1774-08-05, de Voltaire [François Marie Arouet] à Charles Joseph, prince de Ligne.

Vous feriez rire un mort, Monsieur le Prince, avec vos prélats et vos lavements.
Moi qui suis plus près des lavements que des sacrements j'ai été enchanté d'être encor dans votre souvenir. Je m'imagine bien que tout ce que vous avez vu vous a amusé sans vous étonner. C'est un Drame d'une nouvelle espèce, et vous êtes bon juge. J'ai renoncé à tous les spectacles; mais je suis charmé quand un connaisseur comme vous daigne m'en parler.

Tout enterré que je suis dans ma solitude, j'ai entendu parler il y a quelques mois d'une belle fête que vous aviez donnée.
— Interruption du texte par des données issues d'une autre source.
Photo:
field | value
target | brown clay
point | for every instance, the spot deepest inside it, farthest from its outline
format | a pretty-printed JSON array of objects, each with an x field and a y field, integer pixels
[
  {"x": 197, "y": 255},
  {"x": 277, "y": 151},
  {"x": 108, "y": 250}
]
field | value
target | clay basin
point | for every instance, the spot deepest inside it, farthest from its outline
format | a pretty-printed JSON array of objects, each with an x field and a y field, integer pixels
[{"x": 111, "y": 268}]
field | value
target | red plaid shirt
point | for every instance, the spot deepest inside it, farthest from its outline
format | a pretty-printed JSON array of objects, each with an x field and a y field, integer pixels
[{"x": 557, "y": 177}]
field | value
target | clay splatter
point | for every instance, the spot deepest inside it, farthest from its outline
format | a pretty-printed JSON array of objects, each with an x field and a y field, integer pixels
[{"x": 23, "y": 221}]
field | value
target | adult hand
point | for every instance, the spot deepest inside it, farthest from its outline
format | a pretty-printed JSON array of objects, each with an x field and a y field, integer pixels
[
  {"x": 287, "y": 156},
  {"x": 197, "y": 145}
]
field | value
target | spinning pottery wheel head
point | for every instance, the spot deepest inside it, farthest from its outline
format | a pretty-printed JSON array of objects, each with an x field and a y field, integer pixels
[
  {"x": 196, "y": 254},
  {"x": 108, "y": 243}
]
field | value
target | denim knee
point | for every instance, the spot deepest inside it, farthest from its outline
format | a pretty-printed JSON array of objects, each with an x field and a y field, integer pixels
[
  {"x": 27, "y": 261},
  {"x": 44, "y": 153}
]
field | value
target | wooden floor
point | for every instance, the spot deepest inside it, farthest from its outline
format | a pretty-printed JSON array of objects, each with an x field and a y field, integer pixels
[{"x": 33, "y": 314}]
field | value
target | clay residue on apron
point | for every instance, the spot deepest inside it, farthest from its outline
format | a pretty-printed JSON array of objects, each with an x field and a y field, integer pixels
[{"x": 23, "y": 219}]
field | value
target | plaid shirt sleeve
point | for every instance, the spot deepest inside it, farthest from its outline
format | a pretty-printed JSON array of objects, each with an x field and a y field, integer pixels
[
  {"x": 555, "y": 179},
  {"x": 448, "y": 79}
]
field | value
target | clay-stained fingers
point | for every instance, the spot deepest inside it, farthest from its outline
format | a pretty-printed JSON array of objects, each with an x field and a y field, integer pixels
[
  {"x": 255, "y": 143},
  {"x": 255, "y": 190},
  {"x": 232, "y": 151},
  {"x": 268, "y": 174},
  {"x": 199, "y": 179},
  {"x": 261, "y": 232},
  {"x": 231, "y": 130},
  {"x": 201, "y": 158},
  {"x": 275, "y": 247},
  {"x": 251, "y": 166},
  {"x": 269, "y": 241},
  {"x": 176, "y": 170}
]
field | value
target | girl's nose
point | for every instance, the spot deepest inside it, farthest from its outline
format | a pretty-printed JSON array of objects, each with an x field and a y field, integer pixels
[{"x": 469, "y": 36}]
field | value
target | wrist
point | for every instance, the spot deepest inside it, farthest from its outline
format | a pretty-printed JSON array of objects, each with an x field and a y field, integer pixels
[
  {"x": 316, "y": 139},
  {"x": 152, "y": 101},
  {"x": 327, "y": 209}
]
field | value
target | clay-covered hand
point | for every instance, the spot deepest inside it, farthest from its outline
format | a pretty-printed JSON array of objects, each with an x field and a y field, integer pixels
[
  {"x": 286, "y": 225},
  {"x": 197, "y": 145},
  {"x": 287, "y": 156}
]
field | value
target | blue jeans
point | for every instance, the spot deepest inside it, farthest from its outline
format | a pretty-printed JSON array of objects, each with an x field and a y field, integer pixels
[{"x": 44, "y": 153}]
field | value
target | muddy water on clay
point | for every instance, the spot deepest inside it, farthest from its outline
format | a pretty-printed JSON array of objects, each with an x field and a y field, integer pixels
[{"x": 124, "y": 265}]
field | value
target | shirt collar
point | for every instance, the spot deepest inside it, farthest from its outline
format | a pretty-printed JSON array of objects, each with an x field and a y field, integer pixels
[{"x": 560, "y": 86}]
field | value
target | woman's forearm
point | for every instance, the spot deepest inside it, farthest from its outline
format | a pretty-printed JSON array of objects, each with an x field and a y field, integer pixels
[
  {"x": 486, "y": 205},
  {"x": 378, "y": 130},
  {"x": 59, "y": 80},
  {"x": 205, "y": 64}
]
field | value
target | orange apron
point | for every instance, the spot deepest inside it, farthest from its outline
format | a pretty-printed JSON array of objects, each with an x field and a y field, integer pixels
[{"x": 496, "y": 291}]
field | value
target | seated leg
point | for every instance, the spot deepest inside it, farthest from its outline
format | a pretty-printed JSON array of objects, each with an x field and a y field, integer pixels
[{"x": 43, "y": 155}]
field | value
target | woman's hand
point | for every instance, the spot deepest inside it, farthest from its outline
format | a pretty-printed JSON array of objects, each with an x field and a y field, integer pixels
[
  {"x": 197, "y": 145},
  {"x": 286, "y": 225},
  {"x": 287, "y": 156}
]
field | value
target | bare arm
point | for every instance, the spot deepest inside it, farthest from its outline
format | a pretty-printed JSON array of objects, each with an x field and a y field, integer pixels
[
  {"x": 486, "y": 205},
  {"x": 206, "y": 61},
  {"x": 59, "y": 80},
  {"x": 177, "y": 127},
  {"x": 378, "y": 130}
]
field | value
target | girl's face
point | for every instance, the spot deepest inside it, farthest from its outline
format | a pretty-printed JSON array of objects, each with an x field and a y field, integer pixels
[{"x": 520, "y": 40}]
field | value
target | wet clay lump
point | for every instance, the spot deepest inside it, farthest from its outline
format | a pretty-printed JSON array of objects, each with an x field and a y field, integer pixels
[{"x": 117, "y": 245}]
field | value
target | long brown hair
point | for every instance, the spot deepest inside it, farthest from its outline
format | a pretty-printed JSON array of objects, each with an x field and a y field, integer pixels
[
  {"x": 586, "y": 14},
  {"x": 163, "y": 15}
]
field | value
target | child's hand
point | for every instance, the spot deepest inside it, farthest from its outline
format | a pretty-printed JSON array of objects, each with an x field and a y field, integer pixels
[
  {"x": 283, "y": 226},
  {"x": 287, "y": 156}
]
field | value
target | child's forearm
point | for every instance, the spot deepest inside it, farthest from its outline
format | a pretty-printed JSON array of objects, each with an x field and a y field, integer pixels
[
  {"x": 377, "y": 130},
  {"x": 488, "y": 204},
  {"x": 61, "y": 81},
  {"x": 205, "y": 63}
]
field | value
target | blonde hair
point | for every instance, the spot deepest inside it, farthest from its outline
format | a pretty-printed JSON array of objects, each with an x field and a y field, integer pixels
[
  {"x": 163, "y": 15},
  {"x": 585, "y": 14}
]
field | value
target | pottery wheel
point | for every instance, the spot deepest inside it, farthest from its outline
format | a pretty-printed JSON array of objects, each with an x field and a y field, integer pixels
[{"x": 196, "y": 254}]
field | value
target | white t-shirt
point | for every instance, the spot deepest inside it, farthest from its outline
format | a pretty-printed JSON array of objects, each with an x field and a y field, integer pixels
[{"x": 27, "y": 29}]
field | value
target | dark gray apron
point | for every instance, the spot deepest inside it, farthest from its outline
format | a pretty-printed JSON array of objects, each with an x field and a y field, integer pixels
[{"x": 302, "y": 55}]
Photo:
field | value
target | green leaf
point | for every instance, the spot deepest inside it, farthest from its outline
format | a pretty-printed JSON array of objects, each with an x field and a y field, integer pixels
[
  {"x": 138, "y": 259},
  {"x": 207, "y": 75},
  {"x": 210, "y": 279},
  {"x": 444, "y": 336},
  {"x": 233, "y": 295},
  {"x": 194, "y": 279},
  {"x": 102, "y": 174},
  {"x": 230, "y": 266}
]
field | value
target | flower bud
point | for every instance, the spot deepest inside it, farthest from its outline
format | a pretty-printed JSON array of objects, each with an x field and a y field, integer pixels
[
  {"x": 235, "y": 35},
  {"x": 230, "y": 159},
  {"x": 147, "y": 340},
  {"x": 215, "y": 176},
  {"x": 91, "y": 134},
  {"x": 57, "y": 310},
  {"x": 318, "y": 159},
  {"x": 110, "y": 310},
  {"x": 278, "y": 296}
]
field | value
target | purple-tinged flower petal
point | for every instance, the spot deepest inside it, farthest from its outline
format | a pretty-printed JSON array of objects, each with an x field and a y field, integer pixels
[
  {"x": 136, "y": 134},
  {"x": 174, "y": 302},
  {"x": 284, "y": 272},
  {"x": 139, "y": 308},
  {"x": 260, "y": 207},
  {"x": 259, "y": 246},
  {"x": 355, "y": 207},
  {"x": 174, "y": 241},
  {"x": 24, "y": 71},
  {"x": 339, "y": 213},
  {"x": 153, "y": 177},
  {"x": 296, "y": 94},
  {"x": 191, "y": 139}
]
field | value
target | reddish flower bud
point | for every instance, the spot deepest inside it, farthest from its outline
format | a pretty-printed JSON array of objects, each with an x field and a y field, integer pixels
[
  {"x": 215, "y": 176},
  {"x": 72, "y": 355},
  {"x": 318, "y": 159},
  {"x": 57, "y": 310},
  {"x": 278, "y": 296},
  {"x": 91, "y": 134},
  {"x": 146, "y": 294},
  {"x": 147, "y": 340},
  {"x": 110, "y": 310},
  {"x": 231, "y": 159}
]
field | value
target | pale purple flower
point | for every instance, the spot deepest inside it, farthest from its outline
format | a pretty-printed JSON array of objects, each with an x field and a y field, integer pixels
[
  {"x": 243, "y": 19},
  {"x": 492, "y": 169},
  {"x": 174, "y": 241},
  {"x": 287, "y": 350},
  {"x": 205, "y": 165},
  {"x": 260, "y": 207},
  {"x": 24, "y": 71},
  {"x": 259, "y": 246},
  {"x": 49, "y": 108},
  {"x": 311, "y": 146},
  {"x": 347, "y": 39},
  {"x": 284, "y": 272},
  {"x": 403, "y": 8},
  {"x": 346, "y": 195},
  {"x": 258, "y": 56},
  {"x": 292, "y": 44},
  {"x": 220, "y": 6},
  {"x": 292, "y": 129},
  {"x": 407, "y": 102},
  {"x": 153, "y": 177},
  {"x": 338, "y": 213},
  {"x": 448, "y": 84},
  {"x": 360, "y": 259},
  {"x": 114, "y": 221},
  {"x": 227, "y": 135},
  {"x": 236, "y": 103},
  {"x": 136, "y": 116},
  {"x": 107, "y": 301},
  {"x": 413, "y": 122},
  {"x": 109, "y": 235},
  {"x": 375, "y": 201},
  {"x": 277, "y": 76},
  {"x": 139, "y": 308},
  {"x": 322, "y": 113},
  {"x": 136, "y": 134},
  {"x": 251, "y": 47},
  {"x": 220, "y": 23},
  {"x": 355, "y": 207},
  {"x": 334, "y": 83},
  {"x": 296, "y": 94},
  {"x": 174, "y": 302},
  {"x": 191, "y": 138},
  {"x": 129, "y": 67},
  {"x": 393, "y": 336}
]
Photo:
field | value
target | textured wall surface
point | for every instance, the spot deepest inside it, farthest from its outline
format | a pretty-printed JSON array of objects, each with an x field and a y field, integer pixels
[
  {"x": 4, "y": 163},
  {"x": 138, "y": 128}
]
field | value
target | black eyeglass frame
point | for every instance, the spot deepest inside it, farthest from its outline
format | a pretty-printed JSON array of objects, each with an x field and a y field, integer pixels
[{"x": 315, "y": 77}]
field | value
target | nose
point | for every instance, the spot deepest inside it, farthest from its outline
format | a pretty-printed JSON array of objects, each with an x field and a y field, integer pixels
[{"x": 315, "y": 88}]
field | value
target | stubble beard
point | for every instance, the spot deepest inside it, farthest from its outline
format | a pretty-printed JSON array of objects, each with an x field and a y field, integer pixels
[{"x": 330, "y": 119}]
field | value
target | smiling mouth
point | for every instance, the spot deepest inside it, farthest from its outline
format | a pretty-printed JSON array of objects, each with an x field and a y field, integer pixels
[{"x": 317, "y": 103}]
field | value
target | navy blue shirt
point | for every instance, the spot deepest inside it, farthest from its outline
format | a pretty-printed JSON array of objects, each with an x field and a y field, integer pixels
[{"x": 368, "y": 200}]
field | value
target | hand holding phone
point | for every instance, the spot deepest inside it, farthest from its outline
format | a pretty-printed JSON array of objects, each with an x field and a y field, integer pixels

Je me doute bien qu'il y avait autant de goût que de magnificence. Mes jours de fête seraient ceux où je serais à portée de vous faire ma cour. Mais ma destinée m'a tapi trop loin de vous.

J'ai eu la consolation de dire fort au long à Mr Constant combien je vous suis attaché. J'ai joint mes vœux aux siens pour que votre manière de penser s'établisse à Bruxelle. J'en dirai autant à mr d'Hermenche, quand je le reverrai. Il est un peu mécontent, il boude; mais j'espère qu'il prendra le parti de nous demeurer. Il ne trouvera guères de païs où l'on sente mieux son mérite.

Agréez, Monsieur le Prince, mes éternels regrets d'être si éloigné de vous, et mon profond respect.